SANTA ANA, CA. — Warren Unilube has agreed to pay $650,000 to settle a case in California for allegedly selling wrong grade motor and gear oil and mislabeling various products.

The Orange County District Attorney (OCDA), with assistance from the California Department of Food and Agriculture, Division of Measurement Standards (DMS), had filed a civil lawsuit to enjoin Warren Unilube from engaging in acts California claimed were unfair business practices and false and misleading advertising.

During a random product testing program in 2009, DMS determined that samples of Coastal gear oil were a different grade than what was represented on the bottle label. During a subsequent investigation into other Warren Unilube products, DMS also found a similar violation in AutoZone motor oil. State officials also found that bottles of gear oil were mislabeled because they did not have a batch number, which is used to trace back tainted product and facilitate recalls if necessary.

Thousands of bottles were found to be "improperly labeled" because the font size on the labels was too small. Under California law, for containers greater than 1 gallon the letters must be at least ½ inch high. For containers of 1 gallon or less the letters must be at least ¼ inch in height in a 1/16 width.

According to Lesley Young, the Deputy District Attorney, County of Orange, the investigation did not reveal any evidence of actual harm caused to California consumers by the Warren Unilube violations and the company worked to immediately solve the problems found by the state, including purchasing "additional testing equipment to ensure future batches of product are in compliance with California law." In addition, Young said Warren purchased and installed a new state of the art "laser etching system to burn batch numbers on the bottles."

The settlement requires Warren to institute a testing program to ensure the quality and labeling of their products are in compliance with California laws as well as pay the fine.

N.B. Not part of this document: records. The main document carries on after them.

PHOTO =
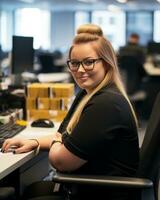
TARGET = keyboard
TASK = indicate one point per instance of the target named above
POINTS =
(9, 130)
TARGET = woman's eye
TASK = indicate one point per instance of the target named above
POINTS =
(88, 62)
(74, 63)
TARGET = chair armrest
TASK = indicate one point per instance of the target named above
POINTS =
(112, 181)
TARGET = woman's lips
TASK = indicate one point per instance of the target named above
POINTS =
(82, 78)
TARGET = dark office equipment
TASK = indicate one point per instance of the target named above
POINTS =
(22, 54)
(7, 193)
(146, 182)
(10, 101)
(153, 48)
(44, 123)
(47, 62)
(9, 130)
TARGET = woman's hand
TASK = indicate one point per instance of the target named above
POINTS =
(19, 145)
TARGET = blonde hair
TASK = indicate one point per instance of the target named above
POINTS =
(90, 33)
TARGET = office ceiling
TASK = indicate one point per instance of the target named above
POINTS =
(80, 4)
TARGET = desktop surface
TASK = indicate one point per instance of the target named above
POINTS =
(10, 162)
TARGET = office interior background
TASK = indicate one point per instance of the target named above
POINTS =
(52, 24)
(48, 27)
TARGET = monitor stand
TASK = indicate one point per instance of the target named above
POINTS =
(16, 79)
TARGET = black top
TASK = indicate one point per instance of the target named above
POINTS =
(106, 134)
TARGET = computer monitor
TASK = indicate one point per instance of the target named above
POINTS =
(153, 48)
(22, 54)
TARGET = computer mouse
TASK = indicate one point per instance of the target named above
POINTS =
(43, 123)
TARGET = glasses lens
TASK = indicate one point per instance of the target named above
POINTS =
(88, 64)
(73, 65)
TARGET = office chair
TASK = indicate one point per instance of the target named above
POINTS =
(7, 193)
(146, 181)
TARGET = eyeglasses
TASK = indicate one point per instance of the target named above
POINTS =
(87, 64)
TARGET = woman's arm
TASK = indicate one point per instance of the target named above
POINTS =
(62, 159)
(21, 145)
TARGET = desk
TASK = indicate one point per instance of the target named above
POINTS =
(46, 77)
(28, 167)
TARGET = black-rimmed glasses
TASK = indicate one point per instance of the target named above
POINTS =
(88, 64)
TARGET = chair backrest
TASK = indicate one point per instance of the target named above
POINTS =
(132, 68)
(150, 150)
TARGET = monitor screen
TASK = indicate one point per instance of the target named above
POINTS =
(153, 48)
(22, 54)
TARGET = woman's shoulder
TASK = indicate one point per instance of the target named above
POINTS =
(110, 92)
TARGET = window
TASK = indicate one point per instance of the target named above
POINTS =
(6, 30)
(141, 23)
(81, 17)
(156, 28)
(110, 22)
(36, 23)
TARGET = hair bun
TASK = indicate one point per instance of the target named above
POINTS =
(91, 29)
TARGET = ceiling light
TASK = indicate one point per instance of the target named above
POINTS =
(27, 1)
(113, 8)
(122, 1)
(88, 1)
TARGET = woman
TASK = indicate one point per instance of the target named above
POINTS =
(99, 133)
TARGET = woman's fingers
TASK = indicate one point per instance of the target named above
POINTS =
(17, 145)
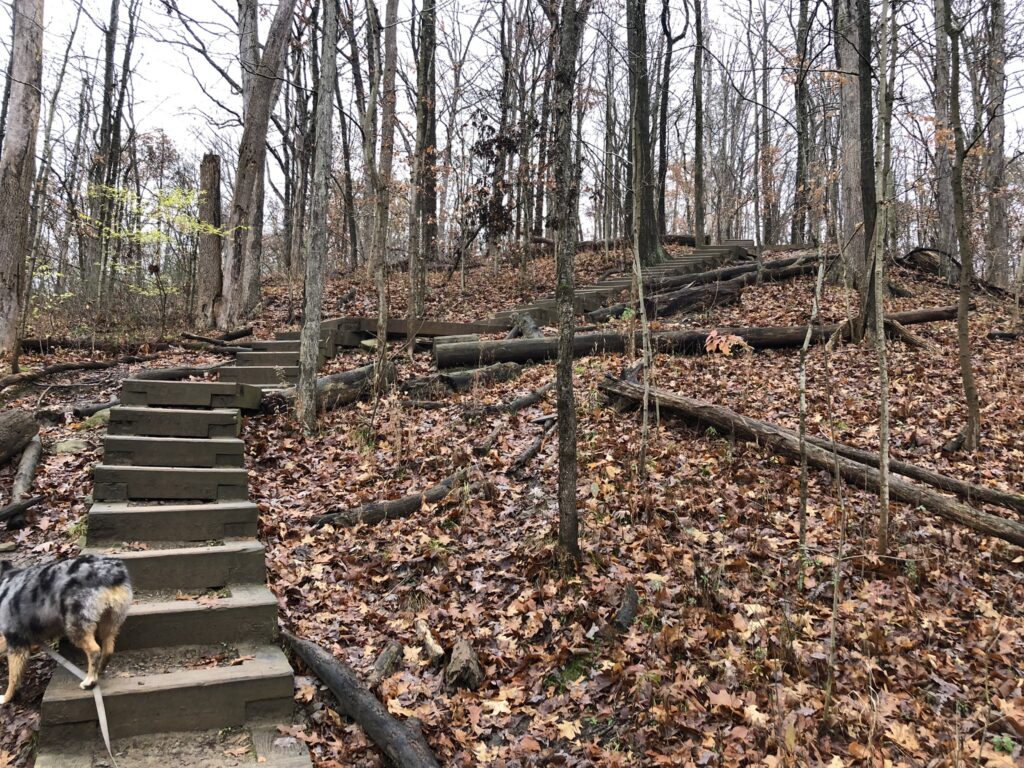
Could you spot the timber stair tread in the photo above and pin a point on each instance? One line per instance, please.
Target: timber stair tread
(240, 613)
(256, 743)
(195, 394)
(174, 422)
(143, 451)
(114, 482)
(187, 566)
(158, 689)
(111, 522)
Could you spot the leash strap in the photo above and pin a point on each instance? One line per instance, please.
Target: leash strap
(100, 710)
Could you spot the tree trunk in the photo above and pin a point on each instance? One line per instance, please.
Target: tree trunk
(570, 29)
(252, 156)
(315, 247)
(698, 187)
(945, 239)
(997, 229)
(18, 161)
(209, 274)
(645, 231)
(972, 428)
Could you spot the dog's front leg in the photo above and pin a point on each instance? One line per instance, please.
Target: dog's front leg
(16, 658)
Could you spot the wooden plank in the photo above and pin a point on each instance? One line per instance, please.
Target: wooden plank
(123, 483)
(178, 422)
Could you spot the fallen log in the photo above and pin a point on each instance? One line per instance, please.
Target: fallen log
(27, 469)
(523, 327)
(18, 508)
(24, 476)
(655, 285)
(401, 742)
(677, 342)
(513, 407)
(333, 391)
(969, 492)
(786, 441)
(1006, 335)
(518, 467)
(460, 381)
(689, 299)
(61, 368)
(376, 512)
(16, 430)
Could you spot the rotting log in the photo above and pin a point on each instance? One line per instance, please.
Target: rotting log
(461, 381)
(403, 743)
(16, 430)
(433, 649)
(89, 409)
(28, 377)
(464, 670)
(969, 492)
(377, 512)
(24, 476)
(386, 663)
(786, 441)
(18, 508)
(333, 391)
(514, 406)
(676, 342)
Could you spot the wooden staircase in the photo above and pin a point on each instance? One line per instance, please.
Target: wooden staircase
(198, 678)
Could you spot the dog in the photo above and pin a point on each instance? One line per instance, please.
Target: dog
(85, 599)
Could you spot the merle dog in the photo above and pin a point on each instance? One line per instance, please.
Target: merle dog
(85, 598)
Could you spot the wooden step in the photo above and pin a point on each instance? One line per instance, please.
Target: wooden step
(285, 358)
(122, 521)
(124, 483)
(173, 452)
(142, 695)
(166, 422)
(281, 376)
(240, 613)
(194, 567)
(263, 744)
(188, 394)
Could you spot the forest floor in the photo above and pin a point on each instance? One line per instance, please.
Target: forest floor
(730, 656)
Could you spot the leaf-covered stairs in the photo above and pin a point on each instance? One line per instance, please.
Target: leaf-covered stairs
(198, 678)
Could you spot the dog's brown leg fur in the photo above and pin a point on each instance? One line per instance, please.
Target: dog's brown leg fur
(16, 658)
(86, 640)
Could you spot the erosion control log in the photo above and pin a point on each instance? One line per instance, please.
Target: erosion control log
(786, 441)
(401, 742)
(679, 342)
(16, 430)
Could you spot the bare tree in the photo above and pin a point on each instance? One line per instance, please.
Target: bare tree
(570, 27)
(17, 161)
(252, 154)
(315, 257)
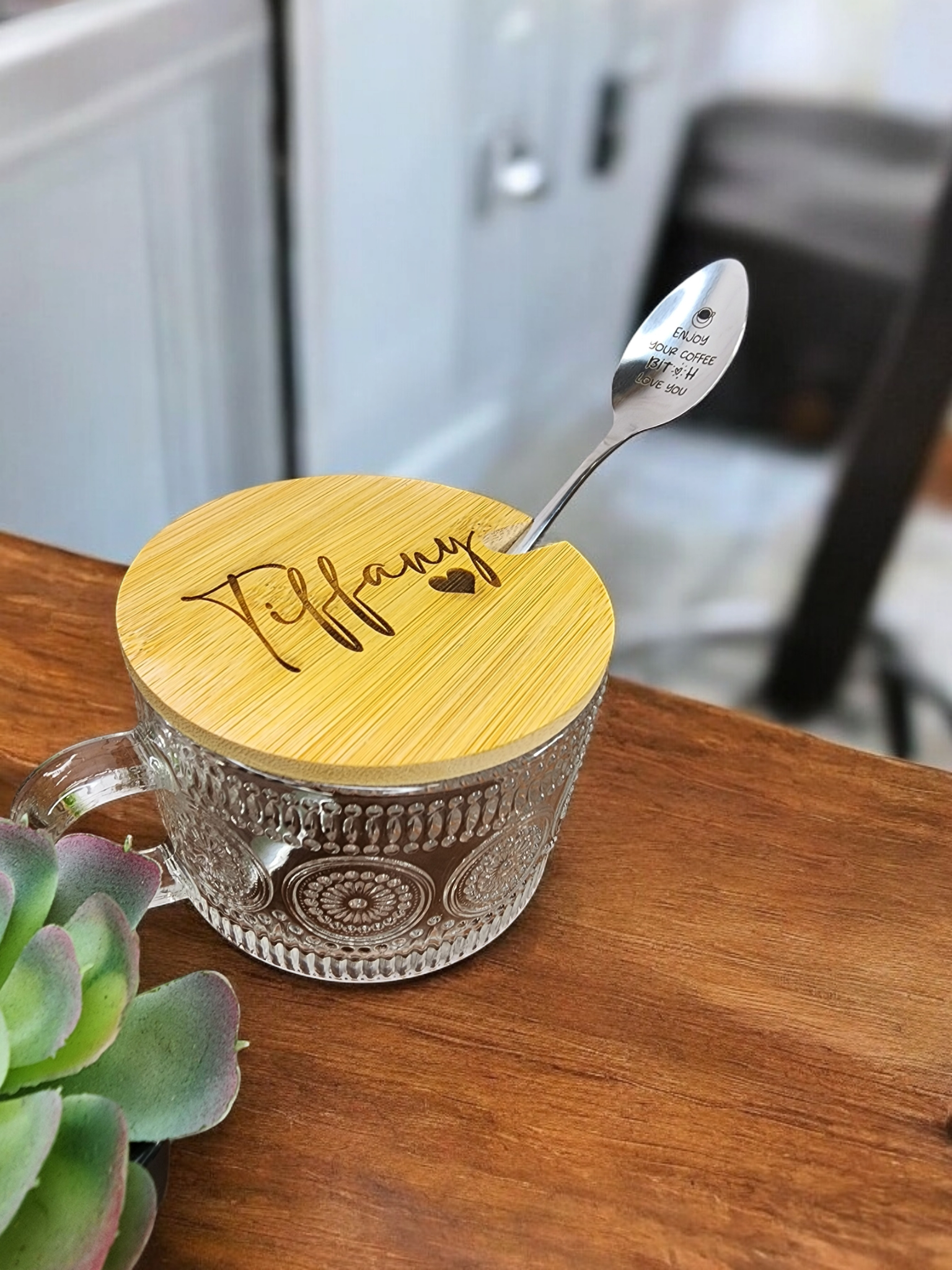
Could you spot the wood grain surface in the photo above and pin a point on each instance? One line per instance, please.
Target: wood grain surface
(358, 630)
(720, 1036)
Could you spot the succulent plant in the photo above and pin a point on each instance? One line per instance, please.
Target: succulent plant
(87, 1066)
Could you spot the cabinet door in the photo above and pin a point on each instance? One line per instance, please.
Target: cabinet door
(138, 360)
(464, 275)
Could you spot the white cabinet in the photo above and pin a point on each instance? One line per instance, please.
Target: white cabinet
(138, 342)
(466, 255)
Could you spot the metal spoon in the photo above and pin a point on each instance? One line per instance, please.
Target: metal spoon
(673, 360)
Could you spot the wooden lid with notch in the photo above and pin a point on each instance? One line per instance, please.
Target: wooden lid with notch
(362, 630)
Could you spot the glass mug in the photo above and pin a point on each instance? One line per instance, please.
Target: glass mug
(328, 866)
(356, 886)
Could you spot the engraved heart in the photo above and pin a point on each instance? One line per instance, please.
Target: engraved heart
(456, 579)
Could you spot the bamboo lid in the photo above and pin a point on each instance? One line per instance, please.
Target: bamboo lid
(362, 630)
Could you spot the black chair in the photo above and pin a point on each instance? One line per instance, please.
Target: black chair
(844, 221)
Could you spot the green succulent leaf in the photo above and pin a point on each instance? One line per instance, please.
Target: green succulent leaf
(29, 1128)
(42, 997)
(6, 902)
(29, 859)
(107, 951)
(173, 1068)
(70, 1220)
(136, 1222)
(90, 865)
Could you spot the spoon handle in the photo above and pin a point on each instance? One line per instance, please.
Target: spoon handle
(535, 530)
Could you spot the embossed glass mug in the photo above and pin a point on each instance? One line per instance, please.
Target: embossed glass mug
(362, 719)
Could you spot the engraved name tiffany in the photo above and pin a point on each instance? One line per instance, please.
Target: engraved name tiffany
(338, 606)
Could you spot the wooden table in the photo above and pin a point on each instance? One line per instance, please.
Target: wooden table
(720, 1036)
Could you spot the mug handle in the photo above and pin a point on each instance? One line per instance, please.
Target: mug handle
(89, 775)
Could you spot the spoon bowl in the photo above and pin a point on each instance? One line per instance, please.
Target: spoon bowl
(672, 362)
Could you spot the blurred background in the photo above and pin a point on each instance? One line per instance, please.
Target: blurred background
(250, 239)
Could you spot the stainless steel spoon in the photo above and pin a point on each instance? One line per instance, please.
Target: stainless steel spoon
(673, 360)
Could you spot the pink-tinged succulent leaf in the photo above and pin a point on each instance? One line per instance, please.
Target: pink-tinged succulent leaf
(6, 902)
(136, 1222)
(29, 1128)
(29, 859)
(42, 996)
(69, 1221)
(173, 1068)
(107, 950)
(90, 865)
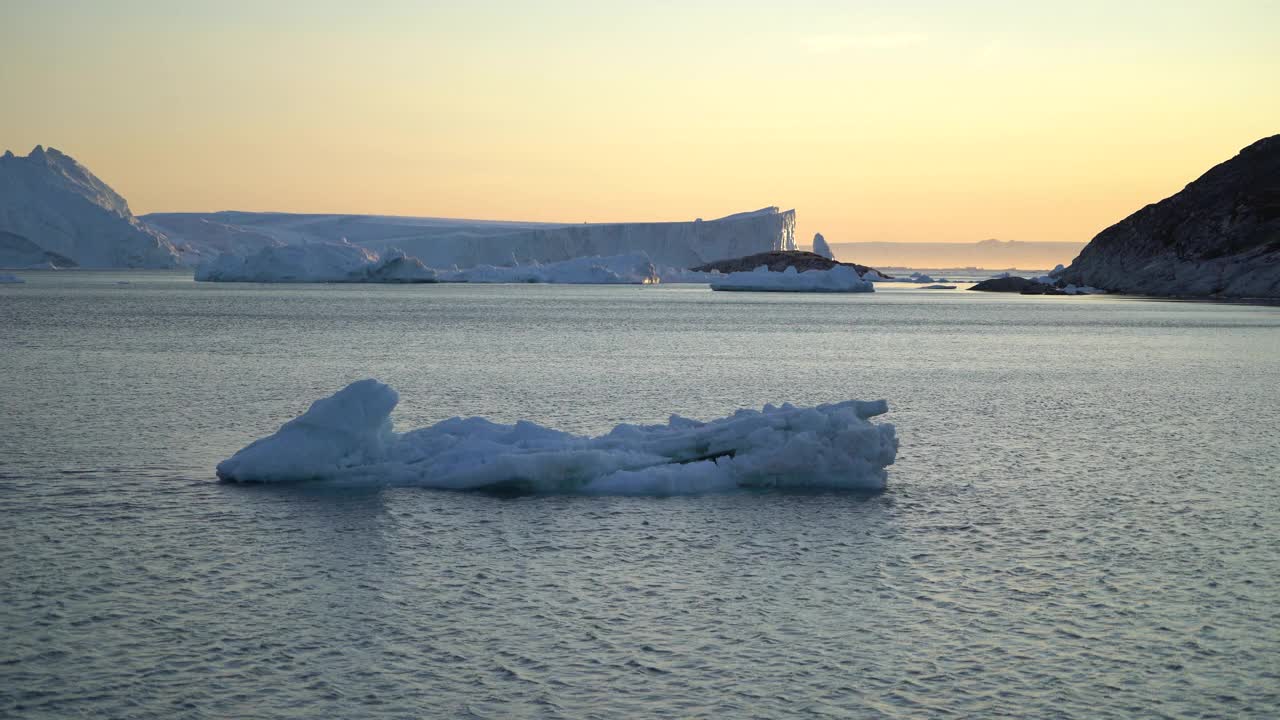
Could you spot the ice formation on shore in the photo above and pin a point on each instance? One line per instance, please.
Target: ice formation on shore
(348, 437)
(841, 278)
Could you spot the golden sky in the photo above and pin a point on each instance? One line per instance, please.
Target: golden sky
(910, 121)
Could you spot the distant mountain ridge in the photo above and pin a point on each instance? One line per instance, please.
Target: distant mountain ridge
(63, 209)
(1217, 236)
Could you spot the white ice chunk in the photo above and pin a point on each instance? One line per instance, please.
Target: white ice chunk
(348, 437)
(821, 247)
(841, 278)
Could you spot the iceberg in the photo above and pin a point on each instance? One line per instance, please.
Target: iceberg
(347, 263)
(56, 212)
(821, 247)
(620, 269)
(442, 242)
(348, 437)
(315, 263)
(841, 278)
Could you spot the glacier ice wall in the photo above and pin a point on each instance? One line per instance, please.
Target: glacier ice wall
(65, 212)
(465, 244)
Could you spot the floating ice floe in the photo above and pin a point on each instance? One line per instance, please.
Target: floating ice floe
(841, 278)
(347, 263)
(350, 437)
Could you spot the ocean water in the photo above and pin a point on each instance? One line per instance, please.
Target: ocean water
(1083, 520)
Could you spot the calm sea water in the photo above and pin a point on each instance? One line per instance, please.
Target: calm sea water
(1084, 519)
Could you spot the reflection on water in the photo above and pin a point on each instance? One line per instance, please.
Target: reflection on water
(1082, 520)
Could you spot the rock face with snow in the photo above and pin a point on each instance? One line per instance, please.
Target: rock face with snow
(466, 244)
(841, 278)
(1219, 236)
(17, 251)
(348, 437)
(62, 208)
(777, 261)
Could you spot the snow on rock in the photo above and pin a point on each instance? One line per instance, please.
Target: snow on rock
(821, 247)
(348, 437)
(841, 278)
(65, 212)
(466, 244)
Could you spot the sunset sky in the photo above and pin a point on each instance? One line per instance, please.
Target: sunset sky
(910, 121)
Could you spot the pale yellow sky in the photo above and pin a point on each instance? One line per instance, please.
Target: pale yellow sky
(918, 121)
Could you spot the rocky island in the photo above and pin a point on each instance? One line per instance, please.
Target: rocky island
(1220, 236)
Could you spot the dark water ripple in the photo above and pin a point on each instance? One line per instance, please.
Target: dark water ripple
(1083, 522)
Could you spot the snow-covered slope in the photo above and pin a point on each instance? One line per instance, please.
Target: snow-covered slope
(350, 437)
(17, 251)
(466, 244)
(60, 206)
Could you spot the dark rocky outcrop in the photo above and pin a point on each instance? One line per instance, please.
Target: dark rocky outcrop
(1220, 236)
(778, 260)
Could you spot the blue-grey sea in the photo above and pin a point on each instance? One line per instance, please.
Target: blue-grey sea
(1083, 520)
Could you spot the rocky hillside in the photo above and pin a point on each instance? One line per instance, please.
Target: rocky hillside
(62, 208)
(1220, 236)
(17, 251)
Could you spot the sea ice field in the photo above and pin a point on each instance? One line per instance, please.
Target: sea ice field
(1080, 518)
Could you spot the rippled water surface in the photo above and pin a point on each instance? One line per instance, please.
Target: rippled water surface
(1083, 520)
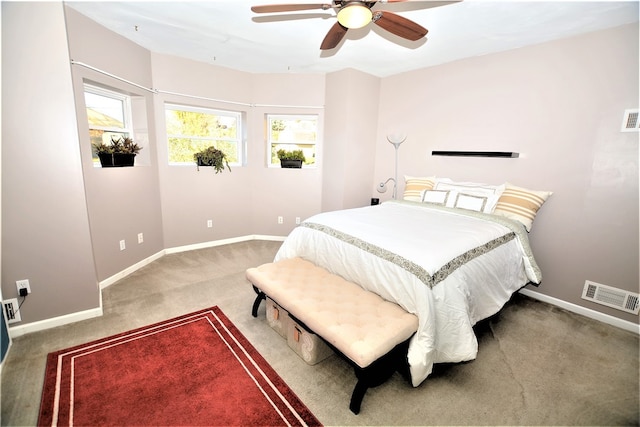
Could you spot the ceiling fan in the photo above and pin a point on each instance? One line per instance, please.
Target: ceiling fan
(357, 14)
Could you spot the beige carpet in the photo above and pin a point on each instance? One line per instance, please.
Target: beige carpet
(537, 364)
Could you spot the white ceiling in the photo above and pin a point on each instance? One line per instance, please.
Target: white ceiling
(227, 33)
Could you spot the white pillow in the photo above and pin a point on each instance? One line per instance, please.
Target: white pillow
(415, 186)
(438, 197)
(470, 202)
(491, 192)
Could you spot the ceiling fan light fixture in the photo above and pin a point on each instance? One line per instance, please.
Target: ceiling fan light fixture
(354, 15)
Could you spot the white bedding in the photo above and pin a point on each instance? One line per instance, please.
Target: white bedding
(450, 267)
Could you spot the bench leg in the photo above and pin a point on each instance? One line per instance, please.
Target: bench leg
(256, 304)
(377, 373)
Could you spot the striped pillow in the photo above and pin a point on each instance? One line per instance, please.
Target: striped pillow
(521, 204)
(415, 186)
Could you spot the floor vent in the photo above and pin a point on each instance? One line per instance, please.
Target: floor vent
(630, 122)
(611, 297)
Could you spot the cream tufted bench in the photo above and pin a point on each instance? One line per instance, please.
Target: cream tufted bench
(371, 332)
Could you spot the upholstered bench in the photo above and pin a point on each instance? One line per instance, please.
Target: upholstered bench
(371, 332)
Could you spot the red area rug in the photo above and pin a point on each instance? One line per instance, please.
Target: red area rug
(196, 369)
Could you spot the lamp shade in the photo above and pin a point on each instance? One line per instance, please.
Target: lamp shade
(396, 137)
(354, 15)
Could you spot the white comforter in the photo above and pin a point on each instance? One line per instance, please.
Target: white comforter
(449, 267)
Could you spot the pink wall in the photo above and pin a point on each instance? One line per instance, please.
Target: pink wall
(45, 226)
(560, 105)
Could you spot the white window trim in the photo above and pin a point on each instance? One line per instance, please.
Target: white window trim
(126, 101)
(205, 110)
(270, 116)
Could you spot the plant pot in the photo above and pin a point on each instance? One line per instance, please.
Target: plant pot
(106, 160)
(123, 159)
(201, 162)
(290, 163)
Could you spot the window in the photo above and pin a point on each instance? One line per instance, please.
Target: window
(109, 115)
(191, 129)
(287, 132)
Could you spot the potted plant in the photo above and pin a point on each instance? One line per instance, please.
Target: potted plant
(121, 152)
(211, 156)
(291, 159)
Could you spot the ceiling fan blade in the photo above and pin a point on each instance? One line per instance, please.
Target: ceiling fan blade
(333, 37)
(398, 25)
(407, 5)
(274, 8)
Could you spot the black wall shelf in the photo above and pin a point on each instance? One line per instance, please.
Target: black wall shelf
(503, 154)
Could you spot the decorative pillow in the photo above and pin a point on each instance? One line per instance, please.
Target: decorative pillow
(521, 204)
(437, 197)
(470, 202)
(491, 192)
(414, 186)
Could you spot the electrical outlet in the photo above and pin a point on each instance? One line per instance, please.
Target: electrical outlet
(12, 310)
(23, 284)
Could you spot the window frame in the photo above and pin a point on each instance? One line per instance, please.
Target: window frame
(125, 99)
(269, 143)
(238, 115)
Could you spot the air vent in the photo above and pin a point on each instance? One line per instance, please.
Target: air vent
(611, 297)
(630, 122)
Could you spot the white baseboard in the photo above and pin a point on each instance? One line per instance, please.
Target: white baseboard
(16, 331)
(127, 271)
(213, 243)
(587, 312)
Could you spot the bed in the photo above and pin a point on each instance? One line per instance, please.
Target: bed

RAPID CITY, SD. — Moyle Petroleum, based here, has acquired nine convenience stores from Flying J Inc. The purchase price for the stores was not disclosed.

Three of the convenience stores are located in Idaho and six of the c-stores are located in Utah. The locations will be rebranded to the Common Cents image used by Moyle Petroleum.

Prior to the purchase, Moyle operated six service stations with convenience stores in Utah and eight in Idaho as well as additional Common Cents locations in Wyoming, South Dakota, and Nebraska.

With the sale of the convenience stores, Flying J officials have completed the steps for their bankruptcy reorganization that were agreed to in the court proceedings.

The purchase was completed in November.


SAN ANTONIO, TX. — Tesoro has announced that it has completed the process to restart its refinery in Anacortes, Washington. The facility had been shut down since April when an explosion at the refinery killed seven workers.

"Today, most of the refinery is operating and we expect to be back to normal operations soon," said Greg Goff, president and CEO of Tesoro. "In addition to completing repairs to the damaged units, extensive future inspections and maintenance work was accelerated to take advantage of the down time."

The Washington State Department of Labor and Industries fined Tesoro $2.39 million for violating workplace safety and health regulations. Tesoro has appealed the fine and penalties and says it will "work closely with investigators regarding this incident and continue to drive safety improvements throughout the company."

The Anacortes refinery has a capacity of 120,000 barrels of crude per day.